Entity: Ephemeral Castle (Infrastructure Layer)
This page is the repository hub for the provider-specific infrastructure layer.
Overview
ephemeral-castle/ is the provider-specific bootstrap layer. It provisions VMs (Proxmox/Talos), networking (Tailscale), storage (Longhorn), Flux bootstrap, and the Hetzner Vault runtime. After bootstrap, the cluster is managed declaratively by Flux from tazlab-k8s.
Repository Structure
ephemeral-castle/
├── clusters/tazlab-k8s/ # Proxmox/Talos cluster (active)
│ ├── proxmox/ # Lifecycle scripts (create/destroy/nuclear-wipe)
│ │ └── configs/ # GENERATED: kubeconfig, talosconfig
│ ├── live/ # Terragrunt layers
│ │ ├── env.hcl # Cluster variables (source of truth)
│ │ ├── terragrunt.hcl # Root config
│ │ ├── secrets/ # Layer 1: bootstrap credentials (from ~/secrets/ env vars)
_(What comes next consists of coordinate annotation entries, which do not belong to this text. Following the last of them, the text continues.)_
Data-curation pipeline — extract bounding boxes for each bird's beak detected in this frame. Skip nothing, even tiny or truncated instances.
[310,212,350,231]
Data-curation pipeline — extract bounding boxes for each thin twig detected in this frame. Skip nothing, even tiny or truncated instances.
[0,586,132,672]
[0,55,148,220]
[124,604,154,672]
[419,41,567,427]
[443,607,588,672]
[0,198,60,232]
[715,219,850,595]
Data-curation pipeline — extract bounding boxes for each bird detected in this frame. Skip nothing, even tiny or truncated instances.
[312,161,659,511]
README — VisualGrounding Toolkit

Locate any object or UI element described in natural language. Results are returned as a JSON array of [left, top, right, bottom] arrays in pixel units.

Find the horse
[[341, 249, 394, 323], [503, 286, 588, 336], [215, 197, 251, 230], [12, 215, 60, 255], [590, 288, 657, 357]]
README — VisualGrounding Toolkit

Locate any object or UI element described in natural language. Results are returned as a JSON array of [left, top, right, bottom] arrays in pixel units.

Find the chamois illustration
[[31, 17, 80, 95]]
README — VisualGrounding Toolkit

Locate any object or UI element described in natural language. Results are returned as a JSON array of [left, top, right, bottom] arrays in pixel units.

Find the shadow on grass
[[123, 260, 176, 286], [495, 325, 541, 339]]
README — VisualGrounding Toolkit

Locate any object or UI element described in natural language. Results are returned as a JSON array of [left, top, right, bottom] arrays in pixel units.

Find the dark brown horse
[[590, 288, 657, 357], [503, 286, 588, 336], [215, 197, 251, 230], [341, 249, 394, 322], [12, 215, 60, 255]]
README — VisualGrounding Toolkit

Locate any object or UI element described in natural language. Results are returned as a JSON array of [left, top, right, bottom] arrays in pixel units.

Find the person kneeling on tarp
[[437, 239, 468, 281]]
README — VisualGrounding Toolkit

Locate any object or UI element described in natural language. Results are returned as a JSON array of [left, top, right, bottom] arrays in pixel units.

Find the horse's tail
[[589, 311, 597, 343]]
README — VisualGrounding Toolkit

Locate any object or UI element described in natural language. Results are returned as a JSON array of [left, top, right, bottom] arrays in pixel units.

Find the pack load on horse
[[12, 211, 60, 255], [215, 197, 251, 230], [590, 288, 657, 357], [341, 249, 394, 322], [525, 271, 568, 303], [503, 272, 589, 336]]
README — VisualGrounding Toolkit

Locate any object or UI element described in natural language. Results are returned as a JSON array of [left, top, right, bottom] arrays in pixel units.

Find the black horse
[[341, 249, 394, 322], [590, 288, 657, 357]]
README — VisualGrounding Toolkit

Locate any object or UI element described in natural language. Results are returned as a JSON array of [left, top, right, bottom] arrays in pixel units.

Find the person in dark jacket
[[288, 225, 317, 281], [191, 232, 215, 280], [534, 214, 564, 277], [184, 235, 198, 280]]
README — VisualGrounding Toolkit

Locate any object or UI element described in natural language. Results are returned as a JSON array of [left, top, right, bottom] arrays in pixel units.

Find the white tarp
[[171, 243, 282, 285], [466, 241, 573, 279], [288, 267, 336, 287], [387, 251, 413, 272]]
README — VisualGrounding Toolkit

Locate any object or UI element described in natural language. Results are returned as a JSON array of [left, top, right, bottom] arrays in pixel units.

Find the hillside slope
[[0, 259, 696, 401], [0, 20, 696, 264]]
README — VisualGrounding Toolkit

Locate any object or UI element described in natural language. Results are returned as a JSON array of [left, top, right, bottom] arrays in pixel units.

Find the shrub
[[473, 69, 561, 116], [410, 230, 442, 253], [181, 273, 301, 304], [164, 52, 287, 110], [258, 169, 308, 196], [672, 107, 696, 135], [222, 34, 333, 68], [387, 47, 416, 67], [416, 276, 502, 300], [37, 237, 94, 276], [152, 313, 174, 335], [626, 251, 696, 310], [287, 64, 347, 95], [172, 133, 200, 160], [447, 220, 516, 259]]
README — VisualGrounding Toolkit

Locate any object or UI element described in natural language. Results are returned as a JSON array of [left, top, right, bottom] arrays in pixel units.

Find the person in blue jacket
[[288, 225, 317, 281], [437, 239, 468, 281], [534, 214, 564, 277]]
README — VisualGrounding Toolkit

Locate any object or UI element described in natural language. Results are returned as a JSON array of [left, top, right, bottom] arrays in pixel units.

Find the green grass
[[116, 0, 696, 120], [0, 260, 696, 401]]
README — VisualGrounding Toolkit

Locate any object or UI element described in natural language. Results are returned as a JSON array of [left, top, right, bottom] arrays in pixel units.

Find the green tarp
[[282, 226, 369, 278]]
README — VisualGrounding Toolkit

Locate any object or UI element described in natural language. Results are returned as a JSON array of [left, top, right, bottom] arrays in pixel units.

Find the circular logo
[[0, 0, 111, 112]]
│ │ ├── platform/ # Layer 2: Proxmox VMs + Talos (certSANs, JWT issuer baked in)
│ │ ├── engine/ # Layer 3: ESO + CoreDNS + vault secrets + github/tailscale tokens
│ │ ├── networking/ # Layer 4a: MetalLB
│ │ ├── gitops/ # Layer 4b: Flux bootstrap
│ │ ├── storage/ # Layer 5: Longhorn + S3 backup
│ │ └── gcp-services/ # Standalone: AlloyDB
│ ├── modules/ # Reusable Terraform modules (6)
│ └── manifests/ # Static Helm values
├── runtimes/
│ └── lushycorp-vault/hetzner/ # Vault runtime (active)
│ ├── create.sh # 8-stage provisioning pipeline (~344s)
│ ├── destroy.sh # Ordered teardown + state cleanup
│ ├── terraform/ # Hetzner VM + firewall
│ ├── ansible/ # Ansible roles (vault-runtime, common) + 3 playbooks (install/converge/post)
│ ├── golden-image/ # Image builder pipeline (v1-v4)
│ └── configs/ # Golden image env, runtime metadata
├── tailscale/ # Tailnet ACL + OAuth IaC (Terraform)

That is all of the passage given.